A human rights lawyer MALIK IMTIAZ has asserted that Hudud law debate is a non-issue (STAR – 27/9/2011):

“… the Federal Constitution does not allow two parallel criminal systems to exist…”

The MCCBCHST therefore calls upon all parties to respect our Federal Constitution. Imposition of Hudud would require an amendment to the Federal Constitution and would affect Non-Muslim rights that are guaranteed in the Constitution. The legal fabric of the constitution should not be disturbed.

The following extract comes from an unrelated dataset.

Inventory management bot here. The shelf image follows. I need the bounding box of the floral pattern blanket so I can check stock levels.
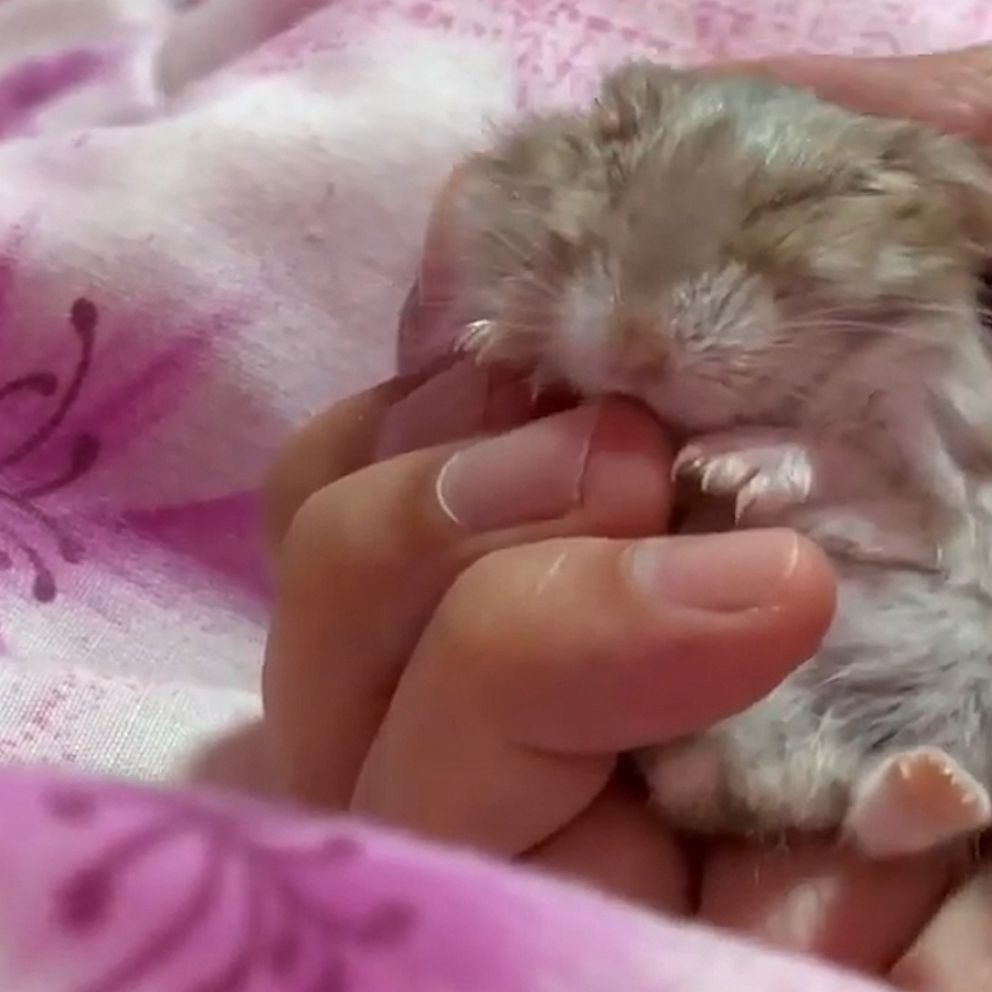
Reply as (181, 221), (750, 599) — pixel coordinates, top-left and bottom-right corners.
(0, 0), (992, 992)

Any argument that if the majority of people in a State are in favour of Hudud, and therefore people must accept this change is fallacious. A constitution cannot be overthrown because of the popular opinion. The fundamental rights guaranteed in the constitution cannot be changed by the majority. A single citizen shall be entitled to challenge to uphold his rights.

Changing fundamental character of a constitution because of majority will is dangerous. Can the Buddhists in Thailand (who form 95% of the Population) say they want to be governed by the Buddhist principles and want the constitution amended. Again, can the Christians who form the majority in our neighbouring Philipines be allowed to say they want to be ruled according to their personal religious beliefs.

Thus, all religions must respect the sensitivities and rights of other religious communities and strive to live in peace and harmony. Any changes to be done must be done in accordance with and not in disregard of our constitution.